地球環境

平成30年11月27日

 11月19日から11月23日にかけて,ジュネーブ(スイス)において,水銀に関する水俣条約の第2回締約国会議(COP2)が開催されたところ,概要は以下のとおりです。

1 全体概要

 本会合は,昨年9月の第1回締約国会議(COP1)の結果を元に,条約実施に係る詳細ルールや事務局の組織体制等の運営に関する事項に対する議論を促進するため,隔年開催を原則とする締約国会議の中間年に事務レベル会合として開催されたものです。また,水俣条約事務局が新たな国連機関として正式に発足して初めての会合になります。
 会合には140を超える国と地域や,関連の国際機関や市民社会団体等から,約900名が参加し,我が国からは外務省,経済産業省,環境省等からなる代表団が参加しました。

2 主な会議の結果

 本会合では,水俣条約の規定に基づき,締約国会議で決定すべき事項に関する議題が協議されました。なお,我が国は条約の運営を主導するビューロー会合(理事会に相当)のアジア・太平洋地域の代表として,ヨルダンとともに会合の円滑な実施に貢献しました。主な会議の結果は以下のとおりです。

(1)条約の運営に係る事項

ア 事務局の体制

 水俣条約事務局はジュネーブ(スイス)に置くこと,及び廃棄物・化学物質3条約(バーゼル条約,ロッテルダム条約,ストックホルム条約)事務局等との協力・調整の下,独立の事務局として運営されることが決まりました。

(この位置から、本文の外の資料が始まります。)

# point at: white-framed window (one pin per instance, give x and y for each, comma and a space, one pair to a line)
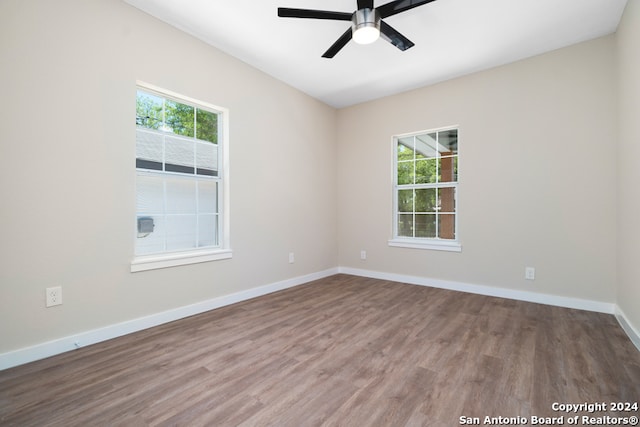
181, 180
425, 190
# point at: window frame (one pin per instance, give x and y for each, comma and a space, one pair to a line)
429, 243
197, 255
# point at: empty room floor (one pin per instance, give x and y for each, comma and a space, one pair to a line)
340, 351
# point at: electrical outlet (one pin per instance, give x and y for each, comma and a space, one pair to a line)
54, 296
529, 273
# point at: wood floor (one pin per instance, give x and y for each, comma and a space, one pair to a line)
341, 351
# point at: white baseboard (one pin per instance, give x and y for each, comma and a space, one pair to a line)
72, 342
581, 304
61, 345
631, 332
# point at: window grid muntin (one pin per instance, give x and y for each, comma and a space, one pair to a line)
438, 184
197, 177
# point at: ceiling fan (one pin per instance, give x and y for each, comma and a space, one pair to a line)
366, 22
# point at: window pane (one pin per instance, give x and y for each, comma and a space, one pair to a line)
181, 232
406, 172
148, 110
447, 199
448, 169
180, 195
405, 225
206, 159
152, 242
207, 197
446, 226
425, 200
207, 230
149, 195
149, 147
425, 225
426, 171
179, 155
179, 118
405, 200
426, 145
448, 142
405, 148
206, 126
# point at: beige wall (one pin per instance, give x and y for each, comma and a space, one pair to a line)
537, 175
67, 77
628, 39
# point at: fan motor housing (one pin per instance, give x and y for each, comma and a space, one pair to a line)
365, 20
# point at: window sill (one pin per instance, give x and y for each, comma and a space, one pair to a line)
153, 262
430, 244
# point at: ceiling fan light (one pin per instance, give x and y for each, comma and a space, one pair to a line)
366, 35
365, 26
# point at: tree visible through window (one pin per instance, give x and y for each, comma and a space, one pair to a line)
178, 175
426, 182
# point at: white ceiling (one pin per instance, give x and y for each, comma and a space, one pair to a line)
452, 38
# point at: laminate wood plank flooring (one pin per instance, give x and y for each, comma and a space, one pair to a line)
340, 351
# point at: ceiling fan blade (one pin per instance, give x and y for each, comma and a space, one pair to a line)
286, 12
398, 6
365, 4
339, 44
391, 35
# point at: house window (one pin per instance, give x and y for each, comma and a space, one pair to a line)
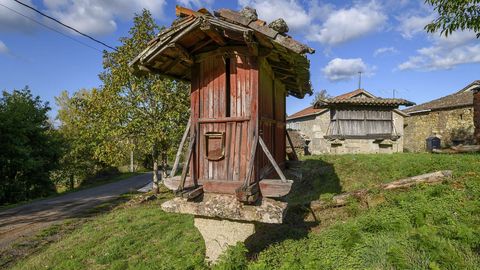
360, 123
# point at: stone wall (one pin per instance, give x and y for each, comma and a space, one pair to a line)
476, 110
452, 126
315, 128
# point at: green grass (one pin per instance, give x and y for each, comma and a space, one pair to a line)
334, 174
140, 237
426, 227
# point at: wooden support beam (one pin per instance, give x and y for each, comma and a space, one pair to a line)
186, 164
271, 159
210, 30
295, 157
180, 148
271, 188
191, 193
184, 54
183, 12
201, 45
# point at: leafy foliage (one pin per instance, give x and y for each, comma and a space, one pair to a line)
78, 131
29, 147
145, 115
148, 113
455, 15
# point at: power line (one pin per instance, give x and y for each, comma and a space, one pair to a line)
64, 25
51, 28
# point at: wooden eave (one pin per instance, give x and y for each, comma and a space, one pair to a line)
173, 52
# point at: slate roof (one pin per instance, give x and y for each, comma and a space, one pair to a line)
365, 101
358, 97
174, 51
306, 112
361, 97
462, 98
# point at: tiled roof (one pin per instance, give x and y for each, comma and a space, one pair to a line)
354, 93
363, 101
359, 97
461, 98
306, 112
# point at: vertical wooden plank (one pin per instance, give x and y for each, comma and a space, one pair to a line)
233, 128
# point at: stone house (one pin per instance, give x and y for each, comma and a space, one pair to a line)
450, 118
355, 122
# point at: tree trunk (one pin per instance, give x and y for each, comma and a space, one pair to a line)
132, 168
155, 187
72, 181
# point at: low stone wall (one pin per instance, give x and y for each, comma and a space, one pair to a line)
451, 126
476, 110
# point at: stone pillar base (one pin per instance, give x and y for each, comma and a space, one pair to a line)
219, 234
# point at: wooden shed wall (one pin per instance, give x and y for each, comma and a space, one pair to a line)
209, 106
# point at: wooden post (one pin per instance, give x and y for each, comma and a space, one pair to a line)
180, 148
291, 145
132, 169
251, 162
272, 160
187, 163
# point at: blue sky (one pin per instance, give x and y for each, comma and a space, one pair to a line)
383, 39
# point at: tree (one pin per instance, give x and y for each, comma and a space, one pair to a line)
321, 95
145, 113
78, 132
30, 147
455, 15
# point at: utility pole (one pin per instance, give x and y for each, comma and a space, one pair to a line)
359, 80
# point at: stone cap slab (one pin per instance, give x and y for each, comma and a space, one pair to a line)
227, 207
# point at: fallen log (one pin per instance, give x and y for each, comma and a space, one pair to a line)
342, 199
459, 149
429, 178
466, 148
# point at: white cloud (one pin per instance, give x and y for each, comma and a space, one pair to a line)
413, 24
13, 22
445, 53
290, 10
3, 48
384, 50
99, 17
345, 24
340, 69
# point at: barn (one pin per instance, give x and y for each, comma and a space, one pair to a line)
450, 118
355, 122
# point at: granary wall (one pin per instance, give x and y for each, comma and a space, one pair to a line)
452, 126
315, 128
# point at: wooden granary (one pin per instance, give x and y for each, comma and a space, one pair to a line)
241, 71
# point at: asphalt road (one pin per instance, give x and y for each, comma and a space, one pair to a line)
27, 219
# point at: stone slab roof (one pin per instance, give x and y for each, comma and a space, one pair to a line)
462, 98
175, 50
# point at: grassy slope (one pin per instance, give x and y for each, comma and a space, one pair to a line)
139, 237
428, 227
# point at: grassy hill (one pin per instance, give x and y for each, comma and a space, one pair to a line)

イ 地球環境ファシリティ(GEF)及び能力形成及び技術援助を支援する特定の国際的な計画(SIP)のレビュー

 地球環境ファシリティ(GEF)及び能力形成及び技術援助を支援する特定の国際的な計画(SIP)に関し,条約の規定に基づきレビューを進めることで合意しました。また,SIPについては,手続き規則及びプロジェクト審査のガイダンスが作成され,最初のプロジェクトが承認されたことが報告されました。

ウ 予算

 COP1で決定された2018年及び2019年の水俣条約事務局予算を再確認し,2019年の支出見込み比べて不足する分については,2018年からの持ち越し予算を充当することが決まりました。また,各締約国の拠出額については,2019年当初時点での締約国で分担するよう再配分することが決まりました。

(2)水銀規制に関する技術的事項

 我が国は,欧州連合や米国と共同で3つの決議案を提出するなど,水銀の規制に係る国際的なルール作りに積極的に貢献しました。COP2では,水銀の環境上適正な暫定的保管に関する指針,水銀によって汚染された場所の管理の手引き作成のロードマップ等が採択され,水銀廃棄物の範囲及び分類の具体的基準や条約の有効性評価の枠組みにおいて必要となる評価指標等の設定について引き続き議論を進めていくことを決定しました。

(3)関連イベント

 我が国は,会合期間中,日本の水銀対策や分析技術や,水俣市や水俣高校等と連携した情報発信に関する展示を行いました。また,水俣市関係者からのCOP2に向けたメッセージの放映等を行ったほか,世界水銀パートナーシップ,水銀モニタリング,野外焼却からの水銀排出のイベント等に参加し,日本の水銀対策に関する最先端の取組等を紹介しました。
 また,COP2に先立つ11月18日(日)に開催された世界水銀パートナーシップ第9回アドバイザリ会合において,我が国がリードする水銀廃棄物分野の進捗報告を行いました。

(4)次回締約国会議の予定

 次回の第3回締約国会議(COP3)は,2019年11月にジュネーブ(スイス)にて開催することを決定しました。

3 評価

 今次会合では,水銀に関する水俣条約の初年度の活動状況と今後の課題が確認されるとともに,事務局の体制や水銀の規制に必要な各種の技術的事項の詳細について検討が進められました。今後は,廃棄物・化学物質3条約(バーゼル条約,ロッテルダム条約,ストックホルム条約)事務局等との緊密な連携の下,より実効的で効率的な水銀の規制が進むことが期待されます。